林月盈认真解释清楚,那是朋友搞怪时送的整蛊礼物,才令秦既明脸色稍霁。
整体而言,秦既明尚算得上一位开明的兄长。只是那时林月盈年龄的确太小,无论思想和其他都未成熟,并不适合早尝,二来性别有别,俩人又不是真正的兄妹。在这方面的教育这件事上,秦既明还是没能完整地为她上一课。
林月盈听得脚步声又渐渐远离了。
她在柔软的被子中轻轻舒了一口气,只琢磨着明天最好暂时避开秦既明。尚不知对方怎么样,林月盈已经开始细细思索自己这个暑假以来做的错事……每一件都能令秦既明拎着她的耳朵,严肃地为她上好几堂课。
林月盈近期心情不错,她还不想同兄长吵架,更不想和他怄气。
想到这里,她又拿起手机,噼里啪啦地给好朋友发消息,约她明天早上一起去吃之前想吃的粤式早茶店吃早茶,之后再去游泳,运动后再去按摩放松做SPA。
中午后再各自分开。
她知道秦既明中午约了宋一量,他那个性格,肯定不会在外面教训她。
有什么错,都要回家后再收拾。
「艺高人胆大肘子」:对了,这次开学谁送你啊,月月。
林月盈侧躺着,这个姿势会促使法令纹和泪沟产生,还有可能导致圆肩……不过,自从仰卧着被手机砸过一次鼻子后,林月盈就坚持侧卧玩手机了。
还是鼻子更重要。
即将要开学,如何返校是一个问题。
林月盈从不把衣服和被子放学校中,每次放假都全部打包带回家,开学后再打包送到宿舍。一来是学校容易受潮,二来是学校生态太好、老鼠和虫子过于丰富。往常开学,都是秦既明请宋一量或者保姆送她。
说来也凑巧,好几次开学前后和期末周,秦既明都在外出差,没有时间。
林月盈想了想,还没听秦既明提到这件事。
「月是故乡明」:不知道,看情况,现在说不好。
「艺高人胆大肘子」:要是这次你哥还没空,我就让我爸爸捎着你,反正咱俩学校也不算远
「月是故乡明」:好呀,又要麻烦叔叔了
「月是故乡明」:小珠珠你太好了!你简直是天上地下绝无仅有的善良小菩萨!
「艺高人胆大肘子」:恭维的话先放一放
「艺高人胆大肘子」:真想感激我的话,就请我吃个饭
……
小珠珠原名是江宝珠,是林月盈发小,俩人在秦爷爷那边时就熟悉了,一直玩到大的朋友很多,林月盈和江宝珠脾气最相投。
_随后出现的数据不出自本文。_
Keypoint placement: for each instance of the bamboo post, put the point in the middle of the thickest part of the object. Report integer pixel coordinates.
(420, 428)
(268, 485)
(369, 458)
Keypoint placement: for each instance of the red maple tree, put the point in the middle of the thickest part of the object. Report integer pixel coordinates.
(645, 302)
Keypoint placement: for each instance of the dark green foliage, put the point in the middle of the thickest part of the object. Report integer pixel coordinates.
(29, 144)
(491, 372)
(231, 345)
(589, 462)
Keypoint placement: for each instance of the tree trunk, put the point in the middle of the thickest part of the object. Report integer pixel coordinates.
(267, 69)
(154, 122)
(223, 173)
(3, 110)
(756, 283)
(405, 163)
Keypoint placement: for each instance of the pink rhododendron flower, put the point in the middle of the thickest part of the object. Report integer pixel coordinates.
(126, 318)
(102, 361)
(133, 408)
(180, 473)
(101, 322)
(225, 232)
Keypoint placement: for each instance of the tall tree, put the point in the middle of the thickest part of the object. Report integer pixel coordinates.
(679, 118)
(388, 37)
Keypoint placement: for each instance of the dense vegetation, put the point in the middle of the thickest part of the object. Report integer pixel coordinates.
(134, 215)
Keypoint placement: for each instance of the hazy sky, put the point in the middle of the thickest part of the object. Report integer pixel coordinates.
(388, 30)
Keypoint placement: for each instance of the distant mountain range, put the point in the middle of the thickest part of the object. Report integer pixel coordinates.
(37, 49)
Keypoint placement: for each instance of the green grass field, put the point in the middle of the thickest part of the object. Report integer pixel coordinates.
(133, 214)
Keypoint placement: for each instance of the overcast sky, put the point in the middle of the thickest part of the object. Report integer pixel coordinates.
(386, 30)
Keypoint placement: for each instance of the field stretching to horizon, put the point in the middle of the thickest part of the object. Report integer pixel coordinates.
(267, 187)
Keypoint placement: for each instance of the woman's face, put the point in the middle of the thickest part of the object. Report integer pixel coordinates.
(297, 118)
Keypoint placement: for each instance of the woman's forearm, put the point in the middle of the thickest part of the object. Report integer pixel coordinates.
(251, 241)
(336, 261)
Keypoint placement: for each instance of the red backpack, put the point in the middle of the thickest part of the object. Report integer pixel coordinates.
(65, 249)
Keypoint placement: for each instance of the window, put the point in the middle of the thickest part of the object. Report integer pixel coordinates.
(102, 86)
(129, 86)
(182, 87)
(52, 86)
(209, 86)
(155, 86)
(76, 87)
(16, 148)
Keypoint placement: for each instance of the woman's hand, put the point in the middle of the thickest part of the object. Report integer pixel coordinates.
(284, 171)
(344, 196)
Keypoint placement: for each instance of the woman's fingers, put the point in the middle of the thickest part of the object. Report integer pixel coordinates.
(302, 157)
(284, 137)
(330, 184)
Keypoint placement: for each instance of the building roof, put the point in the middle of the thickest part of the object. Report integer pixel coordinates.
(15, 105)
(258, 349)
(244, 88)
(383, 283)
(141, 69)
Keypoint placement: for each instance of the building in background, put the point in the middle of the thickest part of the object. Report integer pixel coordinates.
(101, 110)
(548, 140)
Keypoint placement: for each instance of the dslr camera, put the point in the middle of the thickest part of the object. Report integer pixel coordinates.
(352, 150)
江宝珠不能随便出入境,前几天林月盈和其他朋友去英国玩了一大圈,回来时也给江宝珠带了不少特色小礼物。
刚好明天吃早茶时带给她。
解决完烦心事后,林月盈竖起耳朵听了很久,确定秦既明房间中没有任何动静后,才打开床边的小台灯,蹑手蹑脚下床,打开自己的衣柜,翻出一次性的生理期垫,经常弄脏床单的林月盈感慨万千,这种为生理期设计的一次性用品彻底解决了她打扫后的后顾之忧,着实是懒人福音。
平平整整地铺好后,林月盈将台灯调节到柔和不刺眼的温柔程度后,半闭眼睛,仍旧微微侧躺着,盖着柔软的被子,缓缓落入干净云朵。
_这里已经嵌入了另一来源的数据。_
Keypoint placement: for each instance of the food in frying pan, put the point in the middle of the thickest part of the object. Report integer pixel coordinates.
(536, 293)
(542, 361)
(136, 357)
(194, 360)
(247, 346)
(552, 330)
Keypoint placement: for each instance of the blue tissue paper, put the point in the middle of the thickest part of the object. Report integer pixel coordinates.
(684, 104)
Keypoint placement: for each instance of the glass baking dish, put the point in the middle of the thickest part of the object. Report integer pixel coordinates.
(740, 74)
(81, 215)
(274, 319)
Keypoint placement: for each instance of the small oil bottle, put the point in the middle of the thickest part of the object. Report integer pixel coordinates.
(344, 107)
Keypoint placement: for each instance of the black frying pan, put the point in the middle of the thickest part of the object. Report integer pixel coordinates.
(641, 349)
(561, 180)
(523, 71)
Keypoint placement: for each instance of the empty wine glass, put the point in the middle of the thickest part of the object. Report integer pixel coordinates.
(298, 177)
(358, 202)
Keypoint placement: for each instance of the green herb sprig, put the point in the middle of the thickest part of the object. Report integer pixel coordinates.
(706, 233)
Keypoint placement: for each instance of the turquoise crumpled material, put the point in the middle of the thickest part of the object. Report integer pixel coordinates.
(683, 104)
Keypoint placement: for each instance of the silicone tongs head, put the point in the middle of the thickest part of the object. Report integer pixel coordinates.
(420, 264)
今日份的睡前小故事已经跳入脑海,男主角是她虚构出的一位男性,有着好看的身体和肌肉线条,味道嗅起来十分干净,像清爽的木兰花,他有严肃的性格,和温热的一双手,会克制而用力地拥抱她。
林月盈沉沉浸入云朵,静等春风化雨。
一墙之隔的秦既明仍未休息。
他连衣服也未脱,半倚靠着林月盈墙头紧贴的另一半壁,微微皱眉,看着搜到的东西。
根据潦草的几张照片,秦既明已经基本能够确定,林月盈去的是一场成人秀。
或者说,是男性舞者展示自己身体的一场活动。
Dream Boys。
一场英国本土的猛男秀。
以尺度大,场地小,控制观众人数,高互动感而成名。
他去官网查阅了秀的演出时间,在林月盈去英国玩的那几天中,刚好在伦敦有一场。
秦既明庆幸该表演禁止在互动时录像和拍摄,否则,在看到更具备冲击性的画面后,他无法确定自己是否还能忍着等明天清晨再同林月盈谈一谈。
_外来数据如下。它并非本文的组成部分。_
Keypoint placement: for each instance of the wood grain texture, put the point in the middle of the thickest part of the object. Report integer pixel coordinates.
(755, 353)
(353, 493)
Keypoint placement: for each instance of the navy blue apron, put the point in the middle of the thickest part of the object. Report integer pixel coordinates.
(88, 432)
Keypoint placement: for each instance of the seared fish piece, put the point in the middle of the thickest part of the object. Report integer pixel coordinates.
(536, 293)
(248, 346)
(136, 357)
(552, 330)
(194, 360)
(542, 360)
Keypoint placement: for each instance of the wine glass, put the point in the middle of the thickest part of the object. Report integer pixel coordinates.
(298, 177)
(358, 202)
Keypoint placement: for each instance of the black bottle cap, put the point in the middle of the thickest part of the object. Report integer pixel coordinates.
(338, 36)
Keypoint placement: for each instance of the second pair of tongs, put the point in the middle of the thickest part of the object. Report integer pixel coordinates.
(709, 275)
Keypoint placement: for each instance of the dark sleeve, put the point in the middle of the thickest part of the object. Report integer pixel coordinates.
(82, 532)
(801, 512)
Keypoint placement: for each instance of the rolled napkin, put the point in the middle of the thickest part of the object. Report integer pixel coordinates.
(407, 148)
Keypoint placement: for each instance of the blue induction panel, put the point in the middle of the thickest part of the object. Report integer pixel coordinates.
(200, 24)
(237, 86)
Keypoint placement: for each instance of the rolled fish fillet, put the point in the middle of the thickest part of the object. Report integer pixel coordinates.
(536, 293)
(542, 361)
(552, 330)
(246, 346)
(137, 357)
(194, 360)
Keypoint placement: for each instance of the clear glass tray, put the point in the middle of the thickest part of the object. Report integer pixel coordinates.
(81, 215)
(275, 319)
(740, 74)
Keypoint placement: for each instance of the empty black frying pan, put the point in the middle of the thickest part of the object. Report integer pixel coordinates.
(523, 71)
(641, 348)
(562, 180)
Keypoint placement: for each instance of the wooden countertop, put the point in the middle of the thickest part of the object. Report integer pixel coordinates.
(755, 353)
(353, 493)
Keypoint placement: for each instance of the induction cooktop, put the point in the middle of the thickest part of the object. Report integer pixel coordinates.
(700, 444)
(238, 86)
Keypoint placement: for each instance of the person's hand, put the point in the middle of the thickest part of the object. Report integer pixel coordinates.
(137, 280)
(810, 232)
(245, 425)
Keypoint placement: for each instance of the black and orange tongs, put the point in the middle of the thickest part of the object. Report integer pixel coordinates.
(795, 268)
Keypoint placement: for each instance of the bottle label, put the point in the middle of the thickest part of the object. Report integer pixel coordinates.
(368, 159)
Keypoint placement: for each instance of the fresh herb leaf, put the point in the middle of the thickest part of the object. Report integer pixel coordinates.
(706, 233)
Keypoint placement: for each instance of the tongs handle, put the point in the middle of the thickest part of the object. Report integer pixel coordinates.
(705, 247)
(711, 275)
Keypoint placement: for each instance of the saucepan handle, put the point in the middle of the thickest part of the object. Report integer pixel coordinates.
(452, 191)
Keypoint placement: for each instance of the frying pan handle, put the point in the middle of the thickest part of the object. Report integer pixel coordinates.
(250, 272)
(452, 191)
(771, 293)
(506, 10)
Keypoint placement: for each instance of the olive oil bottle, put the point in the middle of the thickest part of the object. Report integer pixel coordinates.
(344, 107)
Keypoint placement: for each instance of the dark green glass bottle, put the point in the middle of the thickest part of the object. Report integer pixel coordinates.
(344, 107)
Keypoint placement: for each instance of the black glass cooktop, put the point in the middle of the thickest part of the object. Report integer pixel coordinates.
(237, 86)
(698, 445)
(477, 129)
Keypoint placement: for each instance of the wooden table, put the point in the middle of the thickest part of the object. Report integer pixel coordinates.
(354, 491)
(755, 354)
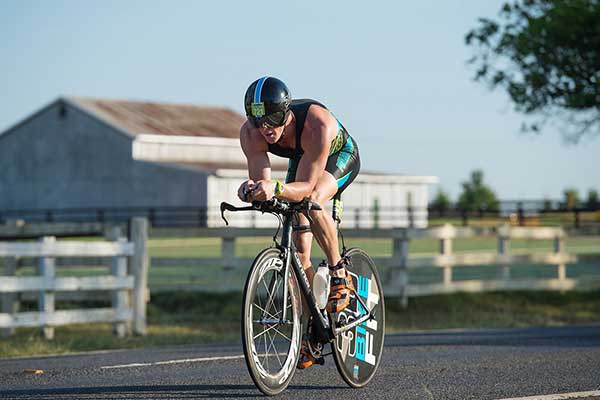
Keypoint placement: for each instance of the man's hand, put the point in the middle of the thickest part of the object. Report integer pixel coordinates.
(263, 190)
(244, 192)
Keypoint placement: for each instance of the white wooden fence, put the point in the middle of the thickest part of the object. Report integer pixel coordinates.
(128, 285)
(403, 263)
(503, 258)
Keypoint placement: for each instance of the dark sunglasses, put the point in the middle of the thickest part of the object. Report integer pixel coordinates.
(269, 121)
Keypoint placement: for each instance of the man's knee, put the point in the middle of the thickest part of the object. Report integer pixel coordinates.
(321, 199)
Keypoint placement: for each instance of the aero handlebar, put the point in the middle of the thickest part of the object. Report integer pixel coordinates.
(275, 205)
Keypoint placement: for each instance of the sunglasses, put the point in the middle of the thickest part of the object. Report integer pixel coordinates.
(269, 121)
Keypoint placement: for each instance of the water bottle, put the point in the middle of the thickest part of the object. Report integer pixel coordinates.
(321, 285)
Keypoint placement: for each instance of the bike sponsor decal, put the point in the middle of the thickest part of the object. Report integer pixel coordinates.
(359, 342)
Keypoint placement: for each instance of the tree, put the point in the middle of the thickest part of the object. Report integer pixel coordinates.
(592, 202)
(441, 202)
(571, 196)
(546, 55)
(476, 195)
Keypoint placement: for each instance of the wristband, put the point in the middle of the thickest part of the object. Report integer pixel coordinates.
(278, 188)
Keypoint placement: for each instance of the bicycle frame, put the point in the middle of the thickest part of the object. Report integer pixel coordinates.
(321, 325)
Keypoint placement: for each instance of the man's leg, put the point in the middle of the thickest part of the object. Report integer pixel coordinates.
(303, 242)
(323, 225)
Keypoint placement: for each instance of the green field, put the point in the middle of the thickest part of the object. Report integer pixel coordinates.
(215, 277)
(176, 318)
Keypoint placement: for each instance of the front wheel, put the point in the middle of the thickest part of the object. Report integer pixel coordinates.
(271, 345)
(357, 352)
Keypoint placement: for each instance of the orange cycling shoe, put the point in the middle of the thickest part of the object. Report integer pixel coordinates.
(306, 358)
(341, 288)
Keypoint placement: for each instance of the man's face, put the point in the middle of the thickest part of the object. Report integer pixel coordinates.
(271, 134)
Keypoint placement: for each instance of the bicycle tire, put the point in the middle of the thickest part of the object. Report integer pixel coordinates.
(357, 352)
(270, 379)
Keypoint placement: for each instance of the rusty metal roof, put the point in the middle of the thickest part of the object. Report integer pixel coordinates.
(136, 117)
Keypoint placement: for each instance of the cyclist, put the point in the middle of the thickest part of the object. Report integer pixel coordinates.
(324, 160)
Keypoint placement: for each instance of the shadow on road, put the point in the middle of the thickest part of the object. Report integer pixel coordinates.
(148, 391)
(576, 336)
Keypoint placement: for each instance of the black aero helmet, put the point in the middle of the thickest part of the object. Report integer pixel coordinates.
(267, 102)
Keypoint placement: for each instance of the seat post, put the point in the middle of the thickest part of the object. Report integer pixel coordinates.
(336, 213)
(338, 208)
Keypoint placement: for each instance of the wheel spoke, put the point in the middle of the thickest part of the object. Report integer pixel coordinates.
(268, 314)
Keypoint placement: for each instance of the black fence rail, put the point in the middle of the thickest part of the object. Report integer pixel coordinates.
(521, 213)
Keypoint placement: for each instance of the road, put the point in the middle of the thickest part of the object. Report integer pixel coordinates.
(480, 364)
现在时间太晚了,她也已经休息,的确不适合再谈这种话题。
放下平板的时候,秦既明听到隔壁房间有开灯的声音。
她那个枕边台灯有些时间了,开关的声音很大,秦既明想要给她换掉,但林月盈喜欢那个台灯的独特造型,一直不肯换。
她追求时髦,也恋旧,喜欢一些奇特的东西。
秦既明闭上眼睛,按了按太阳穴,感觉气血有些上涌。
孩子大了,他能理解林月盈的好奇。
但是——
不行。
秦既明闭眼思索两分钟,仍旧打算现在起床,去聊一聊。
自从多年前那件事后,秦既明再没有在夜晚中进入她、或让她进入自己的卧室。他下床后,仔细扣好衬衫纽扣,一直扣到顶端,才整理一下衣角,推开门,打开廊灯,平缓地走向林月盈的卧室。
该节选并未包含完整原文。